The structure of Maria’s intimate image abuse amendments is six clauses, creating a base offence plus three more serious offences that reflect a greater culpability on the part of a defendant. Two further clauses provide for special measures and anonymity for victims.
The amendments do the following:
- Base Offence: creates the offence of sharing an intimate image without consent, providing the necessary exclusions such as for children’s medical care or images taken in public places, and establishing the penalty as triable by magistrates only with maximum imprisonment of 6 months.
- Sharing with Intent to Cause Alarm, Distress or Humiliation: creates a more serious offence where there is the intent to cause alarm etc. by sharing an image, with the appropriately more serious penalty of 12 months through a magistrates’ court or up to three years in a Crown Court.
- Sharing for Sexual Gratification: creates another more serious offence of sharing an image for the sexual gratification of the sender or receiver. Again, this is punishable by 12 months through a magistrates’ court or up to three years in a Crown Court.

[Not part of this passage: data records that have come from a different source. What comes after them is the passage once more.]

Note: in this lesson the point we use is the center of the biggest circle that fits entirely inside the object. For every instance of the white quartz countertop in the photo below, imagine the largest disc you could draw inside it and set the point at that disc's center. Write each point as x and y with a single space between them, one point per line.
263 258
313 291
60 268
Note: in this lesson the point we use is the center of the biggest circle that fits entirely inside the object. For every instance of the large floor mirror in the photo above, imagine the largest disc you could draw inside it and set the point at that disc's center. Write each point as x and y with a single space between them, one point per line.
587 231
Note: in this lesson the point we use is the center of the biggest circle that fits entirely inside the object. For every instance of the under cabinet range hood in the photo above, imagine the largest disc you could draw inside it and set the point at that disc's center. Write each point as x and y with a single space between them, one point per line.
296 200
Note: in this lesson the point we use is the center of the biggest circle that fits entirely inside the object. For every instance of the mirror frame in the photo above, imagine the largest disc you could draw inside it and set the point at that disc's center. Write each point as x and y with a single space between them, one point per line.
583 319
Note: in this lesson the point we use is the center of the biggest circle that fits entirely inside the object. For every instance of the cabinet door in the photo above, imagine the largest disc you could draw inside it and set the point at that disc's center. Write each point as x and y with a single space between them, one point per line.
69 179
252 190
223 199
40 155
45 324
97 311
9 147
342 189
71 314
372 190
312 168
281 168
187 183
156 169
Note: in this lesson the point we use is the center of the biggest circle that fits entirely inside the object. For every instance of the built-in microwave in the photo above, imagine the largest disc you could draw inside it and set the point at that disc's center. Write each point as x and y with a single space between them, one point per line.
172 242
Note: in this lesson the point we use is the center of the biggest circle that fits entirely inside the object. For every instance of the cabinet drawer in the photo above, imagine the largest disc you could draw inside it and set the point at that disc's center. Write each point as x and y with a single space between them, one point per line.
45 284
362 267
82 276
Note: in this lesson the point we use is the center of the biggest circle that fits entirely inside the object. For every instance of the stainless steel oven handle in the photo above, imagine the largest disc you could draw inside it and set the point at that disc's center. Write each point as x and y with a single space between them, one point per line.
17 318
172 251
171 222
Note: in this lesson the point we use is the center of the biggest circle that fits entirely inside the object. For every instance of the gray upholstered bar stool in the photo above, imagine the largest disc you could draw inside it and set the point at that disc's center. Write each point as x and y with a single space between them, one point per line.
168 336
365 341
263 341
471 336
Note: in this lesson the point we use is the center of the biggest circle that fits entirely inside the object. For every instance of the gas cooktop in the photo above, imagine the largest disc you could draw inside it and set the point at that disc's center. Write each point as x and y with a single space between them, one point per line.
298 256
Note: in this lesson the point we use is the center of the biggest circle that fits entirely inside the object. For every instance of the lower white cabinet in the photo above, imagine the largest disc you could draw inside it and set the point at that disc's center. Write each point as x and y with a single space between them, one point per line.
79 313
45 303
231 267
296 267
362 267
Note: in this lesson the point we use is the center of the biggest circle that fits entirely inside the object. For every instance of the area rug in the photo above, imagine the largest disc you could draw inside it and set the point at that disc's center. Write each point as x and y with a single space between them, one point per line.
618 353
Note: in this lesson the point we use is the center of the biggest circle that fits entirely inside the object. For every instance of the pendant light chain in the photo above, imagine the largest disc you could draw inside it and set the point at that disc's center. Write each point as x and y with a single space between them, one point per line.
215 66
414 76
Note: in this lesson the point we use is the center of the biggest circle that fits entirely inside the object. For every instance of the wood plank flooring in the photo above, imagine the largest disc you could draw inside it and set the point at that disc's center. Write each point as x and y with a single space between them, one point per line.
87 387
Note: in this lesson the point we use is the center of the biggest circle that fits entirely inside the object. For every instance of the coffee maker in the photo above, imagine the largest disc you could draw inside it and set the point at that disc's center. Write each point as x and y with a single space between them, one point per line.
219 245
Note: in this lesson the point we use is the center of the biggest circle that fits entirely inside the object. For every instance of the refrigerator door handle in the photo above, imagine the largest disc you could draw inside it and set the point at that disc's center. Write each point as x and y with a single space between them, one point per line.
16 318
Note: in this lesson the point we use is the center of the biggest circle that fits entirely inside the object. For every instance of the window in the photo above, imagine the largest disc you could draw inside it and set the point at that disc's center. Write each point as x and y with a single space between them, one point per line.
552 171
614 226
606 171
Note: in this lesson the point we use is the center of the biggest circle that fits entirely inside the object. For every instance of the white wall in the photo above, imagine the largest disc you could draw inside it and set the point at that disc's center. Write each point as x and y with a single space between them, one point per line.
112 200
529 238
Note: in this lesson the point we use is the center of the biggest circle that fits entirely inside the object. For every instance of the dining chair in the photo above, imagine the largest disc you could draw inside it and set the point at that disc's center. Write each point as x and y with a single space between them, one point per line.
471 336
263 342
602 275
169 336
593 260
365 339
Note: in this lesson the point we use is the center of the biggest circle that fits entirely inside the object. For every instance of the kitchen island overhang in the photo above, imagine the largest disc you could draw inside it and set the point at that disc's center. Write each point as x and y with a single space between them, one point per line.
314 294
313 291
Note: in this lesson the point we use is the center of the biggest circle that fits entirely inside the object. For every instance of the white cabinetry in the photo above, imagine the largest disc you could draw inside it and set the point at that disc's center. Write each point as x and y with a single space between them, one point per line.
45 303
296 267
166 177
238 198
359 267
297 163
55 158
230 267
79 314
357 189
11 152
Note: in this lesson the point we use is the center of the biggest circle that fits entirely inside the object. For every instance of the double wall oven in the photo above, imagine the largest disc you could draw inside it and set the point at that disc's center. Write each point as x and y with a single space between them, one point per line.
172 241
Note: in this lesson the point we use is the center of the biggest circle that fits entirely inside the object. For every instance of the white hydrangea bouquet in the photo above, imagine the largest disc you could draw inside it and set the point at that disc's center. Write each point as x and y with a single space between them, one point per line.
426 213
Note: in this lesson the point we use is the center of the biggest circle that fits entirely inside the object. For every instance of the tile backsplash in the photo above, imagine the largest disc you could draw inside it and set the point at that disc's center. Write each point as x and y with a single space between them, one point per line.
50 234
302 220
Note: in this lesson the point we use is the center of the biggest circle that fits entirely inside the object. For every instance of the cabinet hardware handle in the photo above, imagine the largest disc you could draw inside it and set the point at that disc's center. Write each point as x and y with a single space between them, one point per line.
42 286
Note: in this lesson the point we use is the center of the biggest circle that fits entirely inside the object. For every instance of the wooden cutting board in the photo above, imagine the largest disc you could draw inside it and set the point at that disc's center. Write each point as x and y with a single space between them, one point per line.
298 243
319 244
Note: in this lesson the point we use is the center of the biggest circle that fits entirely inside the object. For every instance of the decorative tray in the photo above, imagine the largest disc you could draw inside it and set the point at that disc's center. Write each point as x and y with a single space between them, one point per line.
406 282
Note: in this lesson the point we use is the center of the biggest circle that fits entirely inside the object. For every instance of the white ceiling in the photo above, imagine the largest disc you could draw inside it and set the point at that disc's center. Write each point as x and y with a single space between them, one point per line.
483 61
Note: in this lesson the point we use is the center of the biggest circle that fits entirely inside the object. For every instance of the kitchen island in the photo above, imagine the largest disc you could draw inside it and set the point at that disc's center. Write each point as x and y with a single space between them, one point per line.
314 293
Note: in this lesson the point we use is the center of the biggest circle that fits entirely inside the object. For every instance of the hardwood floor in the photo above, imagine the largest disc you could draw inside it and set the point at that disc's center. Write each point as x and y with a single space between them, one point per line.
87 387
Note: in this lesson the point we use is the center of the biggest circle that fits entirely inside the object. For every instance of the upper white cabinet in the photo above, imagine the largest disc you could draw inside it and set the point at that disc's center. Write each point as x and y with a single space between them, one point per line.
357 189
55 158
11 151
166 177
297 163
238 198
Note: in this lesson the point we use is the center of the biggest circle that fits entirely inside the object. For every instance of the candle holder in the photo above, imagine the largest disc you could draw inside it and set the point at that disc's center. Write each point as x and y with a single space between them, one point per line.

- Threat to Share: creates another more serious offence of threatening to share an intimate image, regardless of whether such an image actually exists, and where the sender intends to cause fear, or is reckless to whether they would cause fear. Again, this is punishable by 12 months through a magistrates’ court or up to three years in a Crown Court.
- Special Measures: this amendment inserts intimate image abuse into legislation that qualifies victims for special measures when testifying in court (such as partitions to hide them from view, video testifying etc.) which is already prescribed by law.
- Anonymity: similar to special measures, this amendment allows victims of intimate image abuse the same availability for anonymity as other sexual offences to protect their identities and give them the confidence to testify against their abuser without fear of repercussions.
Crucially, the amendments cover so-called ‘deepfakes’ – generated images that look real, but are in fact faked. This will help to tackle ‘nudification’, which is making nude images of a person by manipulating real images of them. A website that strips photos of women of their clothes received 38 million hits in just seven months.
The Online Safety Bill is hugely important for making the UK the safest place to be online, but it is vital that intimate image abuse is fully included, as the Law Commission have recommended.